Rome: Rescuers have found no more survivors from the shipwreck of a boat in which 400 migrants are believed to have drowned, the Italian coastguard said Wednesday.

The vessel capsized off the Libyan coast on Sunday, with survivors who were brought to Italy telling charity workers that as many as 400 others perished.

Italian coastguards, who intercepted 42 boats on Sunday and Monday alone carrying 6,500 migrants attempting to make the hazardous crossing to Europe, confirmed they had saved 145 people from the sunken boat and found nine bodies.

The International Organisation for Migration and the charity Save the Children said that 150 survivors of a shipwreck had arrived on Tuesday morning in the southern Italian port of Reggio Calabria, but they were as yet unsure whether they were from the same boat coastguards said had sunk.

Coastguard spokesman Commander Filippo Marini said that they had not found any more “survivors or anything else which would indicate more victims”.

He said he could not exclude that more lives had been lost, and said the kind of vessel from which the 145 people were rescued usually carried many more people.

Search operations were continuing Wednesday as part of ongoing naval and coastguard patrols in the area.

“There were 400 victims in this shipwreck, which occurred 24 hours after (their vessel) left the Libyan coast,” Save the Children said in a statement, citing survivors.

“There were several young males, probably minors, among the victims” and also children among those rescued, the international NGO said.

IOM spokesman in Italy Flavio Di Giacomo said several of the survivors had told his organisation there were between 500 and 550 people on board when the ship sank.

“We are continuing to investigate in order to understand how the shipwreck happened,” Di Giacomo said.

Initial investigations indicate the boat may have capsized after passengers started moving when they saw the Italian rescue team.

The latest tragedy came as Italian authorities said around 8,500 migrants had been rescued at sea between Friday and Monday, reigniting a debate in Italy about whether the country has a duty to house all new arrivals.

Recent good weather in the Mediterranean has prompted a spike in the number of migrants attempting to reach Italy aboard boats.

An increasingly violent and chaotic situation in Libya, a key jumping off point for migrants, has also helped prompt the hike in asylum seekers trying to make it to Europe.

Italian authorities say more than 15,000 migrants have arrived so far in 2015. There were 15,000 in April alone last year and an average of 25,000 each month between June and September.

Italy’s interior ministry has ordered regional prefects to find emergency housing for 6,500 migrants — a move condemned by the opposition, which argues the policy of rescuing immigrants encourages others to attempt the risky sea journey.
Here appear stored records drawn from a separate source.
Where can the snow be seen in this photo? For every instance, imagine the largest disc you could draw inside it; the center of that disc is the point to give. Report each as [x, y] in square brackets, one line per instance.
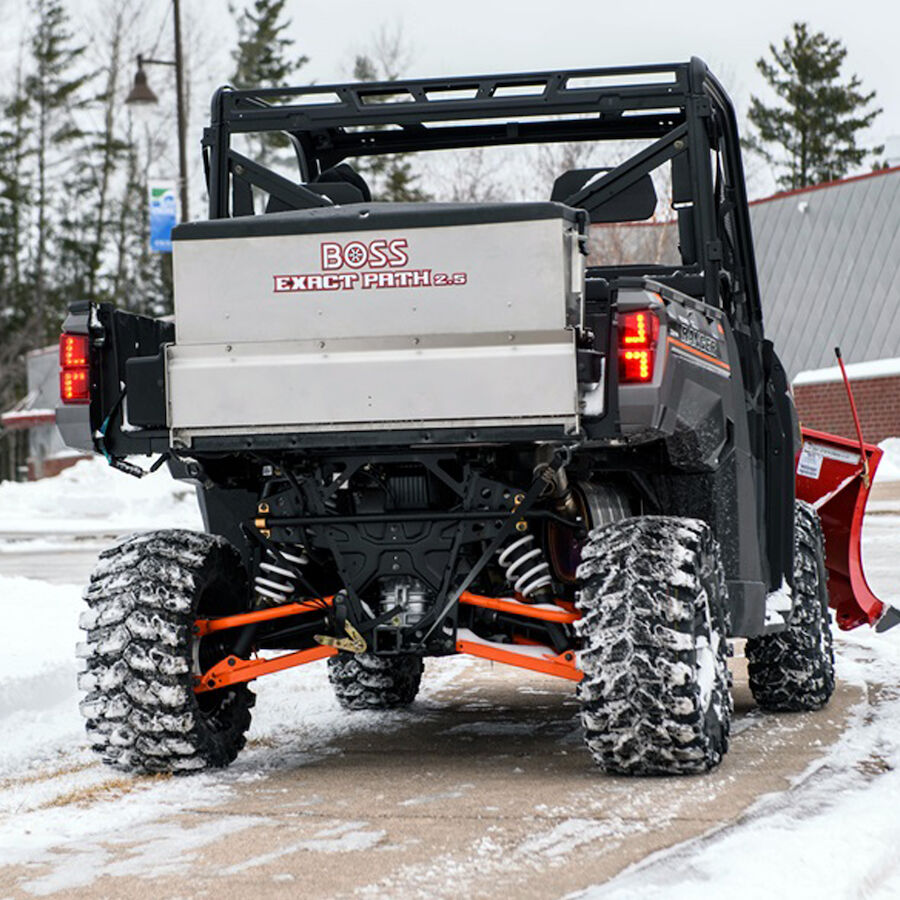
[889, 467]
[876, 368]
[91, 497]
[74, 821]
[834, 834]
Matteo Salvini, head of the anti-immigrant Northern League, on Tuesday urged local officials not to cooperate.

“I ask the League’s governors, mayors, assessors and councillors to say no, with every means, to every new arrival. The League is ready to occupy every hotel, hostel, school or barracks intended for the alleged refugees,” Salvini said on Facebook.

With summer approaching — and more than 500,000 people waiting to set out from Libya for Europe according to EU border agency Frontex — aid groups are warning Rome is not prepared to deal with the next wave of arrivals.
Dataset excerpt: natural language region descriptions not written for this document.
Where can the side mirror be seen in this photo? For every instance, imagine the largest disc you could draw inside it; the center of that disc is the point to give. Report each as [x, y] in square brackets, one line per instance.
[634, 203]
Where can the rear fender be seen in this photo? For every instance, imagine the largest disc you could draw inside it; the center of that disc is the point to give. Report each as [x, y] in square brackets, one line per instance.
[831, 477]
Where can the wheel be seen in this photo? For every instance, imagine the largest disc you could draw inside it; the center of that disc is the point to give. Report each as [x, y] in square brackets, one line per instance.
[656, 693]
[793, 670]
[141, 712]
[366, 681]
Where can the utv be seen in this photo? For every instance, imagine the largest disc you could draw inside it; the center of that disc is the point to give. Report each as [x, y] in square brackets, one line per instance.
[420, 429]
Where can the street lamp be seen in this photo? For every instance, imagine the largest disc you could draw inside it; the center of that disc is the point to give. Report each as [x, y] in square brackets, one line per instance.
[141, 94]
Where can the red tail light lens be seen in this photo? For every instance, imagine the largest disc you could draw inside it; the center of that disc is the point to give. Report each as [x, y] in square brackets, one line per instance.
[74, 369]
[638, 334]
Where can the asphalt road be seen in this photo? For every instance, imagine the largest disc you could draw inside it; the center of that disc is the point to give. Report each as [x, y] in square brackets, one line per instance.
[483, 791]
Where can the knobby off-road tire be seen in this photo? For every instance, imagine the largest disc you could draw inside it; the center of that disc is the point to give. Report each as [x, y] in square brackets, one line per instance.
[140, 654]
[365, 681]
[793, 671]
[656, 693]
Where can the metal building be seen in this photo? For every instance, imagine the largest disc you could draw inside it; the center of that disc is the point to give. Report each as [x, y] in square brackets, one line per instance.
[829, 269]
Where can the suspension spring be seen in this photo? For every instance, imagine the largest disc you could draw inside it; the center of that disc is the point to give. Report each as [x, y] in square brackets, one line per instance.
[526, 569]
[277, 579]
Greece said Tuesday it was planning to set up reception centres on the mainland to deal with an influx of migrants arriving on its islands.

The decision at an emergency cabinet meeting chaired by Prime Minister Alexis Tsipras came after more than 700 migrants and refugees, mainly Syrians and Africans, arrived in Greece between Friday and Tuesday.
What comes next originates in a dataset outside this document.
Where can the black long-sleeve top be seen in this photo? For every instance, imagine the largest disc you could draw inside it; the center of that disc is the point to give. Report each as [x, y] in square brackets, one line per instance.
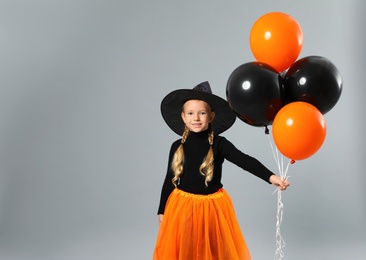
[195, 150]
Meanwhile, Frontex on Tuesday said human traffickers had fired shots into the air to recover a vessel that had been used to transport migrants across the Mediterranean.

The incident happened on Monday when an Icelandic coastguard vessel was rescuing 250 people from a wooden boat some 60 nautical miles off Libya.

It was the second such incident this year after the Italian coastguard was confronted by armed traffickers in February, who ordered a boat be handed over once the rescue operation was complete.

People smuggling remains a lucrative business, with refugees and migrants rescued in the Mediterranean in February saying they paid $500-$1,000 (Dh1,837-Dh3,673) for their crossing.